Şunu peşinen söyleyeyim ki turban veya tesettüre uygun giyindiği için, kişiyi kınamak, eleştirmek, eğitim hakkını engellemek haksızlıktır.
Yine, turban takan veya tesettüre uygun giyinen birisin de kendisini kanunlardan üstün görmesi, ayrıcalık istemesi de yanlıştır.
Hassas olan tesettür ve turban konusu Batman Üniversitesi İslami İlimler fakültesinde tekrar gündeme gelmesi ve yaranın yeniden kaşınması hiçte hoş değildir.
Aslında "şer bilinenden hayır olabilir" kaidesi ile, dondurulmaya bırakılan turban konusunun, tekrar gündeme gelmesi, sorunun yasal boyutuyla temelden çözülmesine vesile de olabilir.
Batman Üniversitesi Rektörü Prof. Dr. Aydın Durmuş imzası ile İslami İlimler Fakültesi Dekanlığı'na gönderilen yazıda;
"Üniversitenin Batı Raman Kampüsü'nde günün değişik saatlerinde ve farklı mekânlarda tamamıyla kapalı, pardösülü, peçeli ve gözlüklü halde, kimliği net olarak anlaşılamayan öğrencilere çok sayıda kişinin şahit olduğu ve bu durumun endişe ve tedirginliğe yol açtığı..." ifadesi somut bir delil sunmaması ve devamında "Bahse konu öğrenciler, Dekanlığınıza bağlı bölümlerde öğrenim gören öğrenciler olduğundan,"

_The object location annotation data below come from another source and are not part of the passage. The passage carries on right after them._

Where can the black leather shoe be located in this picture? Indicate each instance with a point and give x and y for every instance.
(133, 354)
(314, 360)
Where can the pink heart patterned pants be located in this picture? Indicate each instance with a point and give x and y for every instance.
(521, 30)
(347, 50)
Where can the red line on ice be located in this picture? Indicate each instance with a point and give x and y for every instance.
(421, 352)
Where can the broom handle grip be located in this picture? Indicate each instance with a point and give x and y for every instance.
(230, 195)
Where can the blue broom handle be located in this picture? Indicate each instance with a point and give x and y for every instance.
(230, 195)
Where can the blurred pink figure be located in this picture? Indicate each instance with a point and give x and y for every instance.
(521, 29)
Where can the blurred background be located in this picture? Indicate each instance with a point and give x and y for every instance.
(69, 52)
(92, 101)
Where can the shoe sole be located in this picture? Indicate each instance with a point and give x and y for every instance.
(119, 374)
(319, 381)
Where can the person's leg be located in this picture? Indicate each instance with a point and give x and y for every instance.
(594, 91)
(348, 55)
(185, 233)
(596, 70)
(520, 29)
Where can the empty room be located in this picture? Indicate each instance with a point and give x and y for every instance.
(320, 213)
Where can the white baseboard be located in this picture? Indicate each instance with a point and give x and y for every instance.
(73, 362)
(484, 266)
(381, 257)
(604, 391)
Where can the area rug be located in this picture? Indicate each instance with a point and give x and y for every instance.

"kimliği anlaşılmayan! diye belirtilirken "dekanliğimiza bağlı bölümlerde öğrenci olduğu" ifadesi ve çelişkisi ve devamla, "Dekanlığınızca, 'Yükseköğretim Kurumları Öğrenci Kılık Kıyafet Yönetmeliği' kapsamında gerekli işlemlerin yapılmasını hususunda gereğini rica ederim."
Çelişkileri olduğu belli olan bu genelgenin Rektör Prof. Dr. Durmuş Aydın yanlıştan dönmesi, amacının yeni mağduriyetler oluşturmak olmadığını, "kimliği net anlaşılmayan" sıkıntısını gidermeyi amaçlandığını veya yasalara uygun olduğunu belirtmesi gerekirken yaptığı basın açıklamasında yeni tartışmalara sebebiyet vermiştir. Sayın Rektör;
"Üniversitemiz rektörünü suçlu göstererek, dolayısıyla rektörü atayan İslam âleminin birliği ve dirliği için durmadan çalışan Sayın Cumhurbaşkanımızın yaptığı bu atamalara gölge düşürmek için algı operasyonları yapılmış ve üniversitemiz tipik FETÖ tuzağıyla karşı karşıya kalmıştır" açıklaması yapması anlaşılır gibi değildir.
Yayınlanan genelge ile Cumhurbaşkanımız veya FETO ile ne alakası var?
Genelgesi yayınlayan sen.
Doğuracağı sonuçları hesaplamayan sen.
Hassas bir konuyu gündeme getiren sen.
Doğru veya yanlış yapan yine sen.
Ondan sonra Sayın Cumhurbaşkanımızı referans göster ve FETO’yu suçla, yanlış bir açıklama.
Bir başka yanlış da bu konuda hassasiyet gösteren kimselerin rektörü hedef tahtasına koymalarıdır. Çünkü; Eğer sayın Rektör yasaya uygun bir genelge yayınlamışsa görevini ve doğru olanı yapmıştır.
Onu suçlamak haksızlıktır.
Olması gereken; görevi yasa çıkarmak olan, seçtiğimiz Milletvekili ve İktidar partisini göreve çağırmak mağduriyetlere sebebiyet vermeyecek yasalar çıkarmasını sağlamaktır.
Halkı dinlemez ise yapılacak ilk seçimlerde babamızın oğlu da olsa o partiye ve milletvekiline oy vermek.
Şayet rektör olmayan bir yasayı uygulamaya çalışıyorsa suç işlemiş demektir. Onu oraya atayan makama sorunu iletmek gereğini yapmasını ondan beklemektir. Eğer o makamda halkı kale almıyorsa ilk seçimde ona da oy vermemektir.
Parlamento yasa çıkarma İktidar partisi de sorun çözme makamıdır. Onlardan bunu beklemek hakkımızdır.
Bana göre böyle bir genelge yayınlanması bir sıkıntı ise ki sıkıntıdır tepki gösterilecek yer ve makam iktidar partisidir.
Zayıfa karşı aslan kesilmek güçlüye el pençe olmak doğru değildir.